Thursday, July 27, 2006

Andrea Yates: Not guilty by reason of insanity

Van Helsing at Moonbattery has a great post on the Yates acquittal. For those of you who don't recall, Andrea Yates drowned her five kids in a bathtub, and was convicted of her crime. Her conviction was overturned, she was retried, and she was found to be "not guilty by reason of insanity." I left a comment at Moonbattery, but I will copy-and-paste it here.

Please allow me to submit that Yates was not insane, but psychotic. You see, "insane" is not a clinical term...it is a legal term. One can be psychotic, yet legally sane. See Ted Bundy, Jeff Dahmer, etc.

The legal definition of "insane" basically means the following:

* the accused must lack the ability to understand his/her actions;

* the accused must lack the ability to appreciate the wrongfulness, or illegality, of his/her actions.

* some locales require that the accused must not have remorse for their actions, because remorse indicates an ability to appreciate the wrongfulness of the actions.

If ANY of those conditions are not met, then the insanity test fails. For example, Bundy and Dahmer were both psychotic, and no one disputes that. However, because they actively hid the evidence of their crimes by various means (lying, hiding bodies, ingesting them, etc.), those acts show that they clearly understood that their acts were wrong (morally, legally, etc.).
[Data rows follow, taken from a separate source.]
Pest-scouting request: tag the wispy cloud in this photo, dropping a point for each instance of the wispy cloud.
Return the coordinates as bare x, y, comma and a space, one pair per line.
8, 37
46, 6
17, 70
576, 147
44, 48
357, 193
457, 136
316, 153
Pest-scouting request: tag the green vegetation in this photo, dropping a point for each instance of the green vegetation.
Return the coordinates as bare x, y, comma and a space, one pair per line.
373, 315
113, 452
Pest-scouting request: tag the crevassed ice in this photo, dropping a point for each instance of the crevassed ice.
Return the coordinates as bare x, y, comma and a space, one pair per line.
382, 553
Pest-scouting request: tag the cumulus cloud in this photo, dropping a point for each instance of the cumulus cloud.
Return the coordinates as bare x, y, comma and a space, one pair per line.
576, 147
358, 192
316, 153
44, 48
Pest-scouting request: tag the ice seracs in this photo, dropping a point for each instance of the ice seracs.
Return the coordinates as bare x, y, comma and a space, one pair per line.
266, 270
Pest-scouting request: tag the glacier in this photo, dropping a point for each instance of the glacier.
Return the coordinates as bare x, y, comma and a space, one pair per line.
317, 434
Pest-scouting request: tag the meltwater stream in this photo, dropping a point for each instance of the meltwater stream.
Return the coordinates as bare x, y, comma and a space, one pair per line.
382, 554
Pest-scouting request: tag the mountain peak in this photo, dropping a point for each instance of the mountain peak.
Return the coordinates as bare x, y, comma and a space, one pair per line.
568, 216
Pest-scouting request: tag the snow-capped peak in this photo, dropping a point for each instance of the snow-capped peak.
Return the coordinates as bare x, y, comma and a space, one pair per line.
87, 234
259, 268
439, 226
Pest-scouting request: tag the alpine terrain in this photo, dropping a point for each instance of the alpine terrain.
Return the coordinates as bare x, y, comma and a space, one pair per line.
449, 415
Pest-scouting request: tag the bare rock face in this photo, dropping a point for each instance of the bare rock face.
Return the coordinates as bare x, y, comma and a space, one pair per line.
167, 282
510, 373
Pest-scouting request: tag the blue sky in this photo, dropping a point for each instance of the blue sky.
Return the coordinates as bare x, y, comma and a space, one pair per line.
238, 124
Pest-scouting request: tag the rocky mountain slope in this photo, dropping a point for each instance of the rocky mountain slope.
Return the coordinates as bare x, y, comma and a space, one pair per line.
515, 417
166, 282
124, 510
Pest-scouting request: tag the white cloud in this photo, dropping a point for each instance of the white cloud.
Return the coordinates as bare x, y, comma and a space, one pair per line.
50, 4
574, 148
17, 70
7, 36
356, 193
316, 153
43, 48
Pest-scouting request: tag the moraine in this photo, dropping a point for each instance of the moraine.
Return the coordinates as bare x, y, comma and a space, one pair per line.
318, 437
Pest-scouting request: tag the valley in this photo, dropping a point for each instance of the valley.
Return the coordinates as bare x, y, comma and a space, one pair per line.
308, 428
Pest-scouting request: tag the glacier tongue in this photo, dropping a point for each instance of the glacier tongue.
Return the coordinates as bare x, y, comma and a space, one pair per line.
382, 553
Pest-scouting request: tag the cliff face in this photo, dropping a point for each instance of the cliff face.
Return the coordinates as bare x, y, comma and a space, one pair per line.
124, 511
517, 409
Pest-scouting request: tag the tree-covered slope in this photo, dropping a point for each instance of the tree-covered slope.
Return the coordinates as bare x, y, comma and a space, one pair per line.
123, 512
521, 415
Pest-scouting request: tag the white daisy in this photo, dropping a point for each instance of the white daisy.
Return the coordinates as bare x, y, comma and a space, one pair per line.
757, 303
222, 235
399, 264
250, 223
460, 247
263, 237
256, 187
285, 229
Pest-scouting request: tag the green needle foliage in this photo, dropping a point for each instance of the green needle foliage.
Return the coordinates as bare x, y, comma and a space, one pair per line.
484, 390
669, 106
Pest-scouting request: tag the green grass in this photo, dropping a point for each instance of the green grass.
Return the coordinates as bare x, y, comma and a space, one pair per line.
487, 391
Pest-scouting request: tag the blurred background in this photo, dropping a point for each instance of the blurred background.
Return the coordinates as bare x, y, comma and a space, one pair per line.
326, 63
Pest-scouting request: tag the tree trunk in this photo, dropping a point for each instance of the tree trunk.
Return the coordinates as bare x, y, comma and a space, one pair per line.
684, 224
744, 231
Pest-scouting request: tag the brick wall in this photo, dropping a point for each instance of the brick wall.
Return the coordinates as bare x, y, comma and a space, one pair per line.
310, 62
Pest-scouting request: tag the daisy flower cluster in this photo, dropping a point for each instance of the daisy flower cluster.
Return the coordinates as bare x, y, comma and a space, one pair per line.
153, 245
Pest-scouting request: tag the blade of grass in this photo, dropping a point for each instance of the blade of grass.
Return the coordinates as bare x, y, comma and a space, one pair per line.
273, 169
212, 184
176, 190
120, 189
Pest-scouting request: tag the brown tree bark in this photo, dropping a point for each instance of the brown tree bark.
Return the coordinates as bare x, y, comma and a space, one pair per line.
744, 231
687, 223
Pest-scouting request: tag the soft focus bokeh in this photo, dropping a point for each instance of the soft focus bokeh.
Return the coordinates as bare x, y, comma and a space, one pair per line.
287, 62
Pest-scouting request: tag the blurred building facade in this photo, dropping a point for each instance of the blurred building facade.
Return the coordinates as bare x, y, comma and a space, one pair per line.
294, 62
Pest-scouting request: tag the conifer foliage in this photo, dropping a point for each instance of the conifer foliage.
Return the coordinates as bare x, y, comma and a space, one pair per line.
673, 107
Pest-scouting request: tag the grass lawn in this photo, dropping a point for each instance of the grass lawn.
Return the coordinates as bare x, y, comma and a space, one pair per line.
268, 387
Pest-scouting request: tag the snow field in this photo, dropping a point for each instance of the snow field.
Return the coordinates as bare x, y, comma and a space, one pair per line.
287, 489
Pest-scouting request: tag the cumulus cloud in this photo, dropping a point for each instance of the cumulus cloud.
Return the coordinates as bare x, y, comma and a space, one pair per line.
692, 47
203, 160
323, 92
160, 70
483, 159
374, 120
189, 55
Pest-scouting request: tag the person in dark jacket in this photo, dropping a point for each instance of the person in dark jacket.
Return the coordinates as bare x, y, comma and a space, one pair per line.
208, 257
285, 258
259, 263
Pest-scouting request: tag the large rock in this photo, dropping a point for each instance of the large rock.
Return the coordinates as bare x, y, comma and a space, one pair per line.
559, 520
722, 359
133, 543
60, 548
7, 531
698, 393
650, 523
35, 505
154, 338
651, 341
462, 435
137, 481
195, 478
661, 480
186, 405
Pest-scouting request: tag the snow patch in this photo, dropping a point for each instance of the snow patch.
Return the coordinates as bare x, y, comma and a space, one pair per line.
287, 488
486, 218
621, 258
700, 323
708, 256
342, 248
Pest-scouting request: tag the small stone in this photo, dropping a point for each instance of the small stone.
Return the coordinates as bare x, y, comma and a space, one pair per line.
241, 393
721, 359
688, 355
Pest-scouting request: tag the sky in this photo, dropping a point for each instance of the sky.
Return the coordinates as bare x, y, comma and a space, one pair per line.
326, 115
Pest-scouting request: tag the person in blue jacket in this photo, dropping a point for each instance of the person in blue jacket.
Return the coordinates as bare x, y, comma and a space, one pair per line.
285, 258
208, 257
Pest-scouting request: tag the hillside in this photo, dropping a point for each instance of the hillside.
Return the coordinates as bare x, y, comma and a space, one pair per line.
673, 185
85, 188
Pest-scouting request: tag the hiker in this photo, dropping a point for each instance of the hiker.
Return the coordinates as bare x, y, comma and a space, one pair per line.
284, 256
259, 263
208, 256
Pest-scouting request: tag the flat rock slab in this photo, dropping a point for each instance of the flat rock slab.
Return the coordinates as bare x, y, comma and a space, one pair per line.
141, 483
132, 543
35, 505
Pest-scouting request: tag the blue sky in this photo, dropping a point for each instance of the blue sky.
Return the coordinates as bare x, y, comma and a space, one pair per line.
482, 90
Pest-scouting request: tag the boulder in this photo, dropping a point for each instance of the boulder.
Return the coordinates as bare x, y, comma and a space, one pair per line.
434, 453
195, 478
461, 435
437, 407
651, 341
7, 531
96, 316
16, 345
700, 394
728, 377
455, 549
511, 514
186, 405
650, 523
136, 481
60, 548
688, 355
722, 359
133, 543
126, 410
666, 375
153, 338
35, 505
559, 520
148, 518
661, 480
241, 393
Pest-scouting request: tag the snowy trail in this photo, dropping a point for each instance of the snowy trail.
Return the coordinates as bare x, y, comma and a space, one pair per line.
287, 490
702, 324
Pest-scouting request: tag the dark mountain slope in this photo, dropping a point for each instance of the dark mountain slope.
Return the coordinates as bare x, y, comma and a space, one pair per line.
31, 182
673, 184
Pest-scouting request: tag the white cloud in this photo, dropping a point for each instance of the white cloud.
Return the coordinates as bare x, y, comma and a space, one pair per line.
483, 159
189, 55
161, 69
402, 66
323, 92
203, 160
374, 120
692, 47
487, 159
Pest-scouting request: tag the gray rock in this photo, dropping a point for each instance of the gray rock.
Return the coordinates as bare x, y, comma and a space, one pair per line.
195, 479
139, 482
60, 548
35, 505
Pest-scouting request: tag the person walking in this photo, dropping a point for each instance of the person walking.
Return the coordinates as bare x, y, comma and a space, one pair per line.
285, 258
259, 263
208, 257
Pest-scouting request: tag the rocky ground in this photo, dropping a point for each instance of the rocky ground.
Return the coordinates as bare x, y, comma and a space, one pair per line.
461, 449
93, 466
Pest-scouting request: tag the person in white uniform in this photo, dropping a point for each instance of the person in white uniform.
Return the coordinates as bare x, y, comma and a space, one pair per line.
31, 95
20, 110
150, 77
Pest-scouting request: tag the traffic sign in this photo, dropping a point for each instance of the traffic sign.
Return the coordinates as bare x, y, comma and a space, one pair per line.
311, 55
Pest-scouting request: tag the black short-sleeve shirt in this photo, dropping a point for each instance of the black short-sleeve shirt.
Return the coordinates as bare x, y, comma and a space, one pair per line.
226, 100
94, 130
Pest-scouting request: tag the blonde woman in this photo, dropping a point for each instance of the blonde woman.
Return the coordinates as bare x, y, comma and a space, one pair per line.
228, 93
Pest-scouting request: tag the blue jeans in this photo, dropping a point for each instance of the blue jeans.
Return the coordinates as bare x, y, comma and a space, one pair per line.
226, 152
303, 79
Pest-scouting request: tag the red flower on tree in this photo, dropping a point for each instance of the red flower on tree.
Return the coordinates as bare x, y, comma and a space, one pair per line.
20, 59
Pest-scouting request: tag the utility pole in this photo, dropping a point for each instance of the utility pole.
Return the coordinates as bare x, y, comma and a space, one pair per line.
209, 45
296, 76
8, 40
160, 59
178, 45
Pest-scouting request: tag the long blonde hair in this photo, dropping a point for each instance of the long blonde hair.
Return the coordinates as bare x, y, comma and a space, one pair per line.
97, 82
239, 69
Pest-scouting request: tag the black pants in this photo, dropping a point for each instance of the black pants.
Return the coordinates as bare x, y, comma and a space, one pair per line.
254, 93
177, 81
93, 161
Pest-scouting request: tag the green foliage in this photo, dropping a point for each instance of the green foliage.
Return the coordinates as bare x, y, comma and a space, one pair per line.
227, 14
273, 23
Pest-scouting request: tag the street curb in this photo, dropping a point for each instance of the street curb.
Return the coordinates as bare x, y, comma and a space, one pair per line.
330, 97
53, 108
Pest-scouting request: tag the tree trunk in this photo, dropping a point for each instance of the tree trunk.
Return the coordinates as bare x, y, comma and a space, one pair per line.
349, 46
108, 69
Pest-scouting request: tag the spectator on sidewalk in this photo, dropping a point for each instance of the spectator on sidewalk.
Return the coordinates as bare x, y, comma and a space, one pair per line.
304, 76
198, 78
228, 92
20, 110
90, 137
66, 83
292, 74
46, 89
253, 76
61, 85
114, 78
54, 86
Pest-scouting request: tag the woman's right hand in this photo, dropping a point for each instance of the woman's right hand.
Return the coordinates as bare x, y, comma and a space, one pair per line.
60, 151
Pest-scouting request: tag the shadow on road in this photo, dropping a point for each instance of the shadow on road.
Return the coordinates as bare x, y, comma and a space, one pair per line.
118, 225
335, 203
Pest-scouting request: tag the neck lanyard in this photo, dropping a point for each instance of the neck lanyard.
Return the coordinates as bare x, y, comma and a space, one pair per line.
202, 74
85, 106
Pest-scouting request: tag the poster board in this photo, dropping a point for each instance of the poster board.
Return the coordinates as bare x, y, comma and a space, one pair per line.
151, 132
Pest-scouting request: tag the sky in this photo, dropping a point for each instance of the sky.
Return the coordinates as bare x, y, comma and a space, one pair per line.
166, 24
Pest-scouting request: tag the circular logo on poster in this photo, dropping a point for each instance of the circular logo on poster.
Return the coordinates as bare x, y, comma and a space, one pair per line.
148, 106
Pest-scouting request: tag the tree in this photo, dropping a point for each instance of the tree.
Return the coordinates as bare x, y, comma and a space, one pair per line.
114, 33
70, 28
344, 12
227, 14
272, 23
Scenario #1: A cop goes into a house and sees a man killing a woman. The cop tells the man to stop and drop the weapon, and the man says "Why? I'm killing Satan!" If clinical tests show that the killer genuinely believed he was killing Satan and thus benefitting mankind, chances are that the killer would be found "Not guilty by reason of insanity." Why? Because he would not have been able to appreciate the reality of his crime, nor would he have determined that his crime was actually a crime.

Scenario #2: A woman waits for her husband to go to work, and then proceeds to drown her five kids in a bathtub, one by one. She then calls 911 to admit what she's done. That very phone call, plus the initial waiting of the hubby to leave, illustrated that she knew her actions were wrong, thus obliterating her insanity defense.

The jury got it wrong, pure and simple. Yates is psychotic, NOT insane!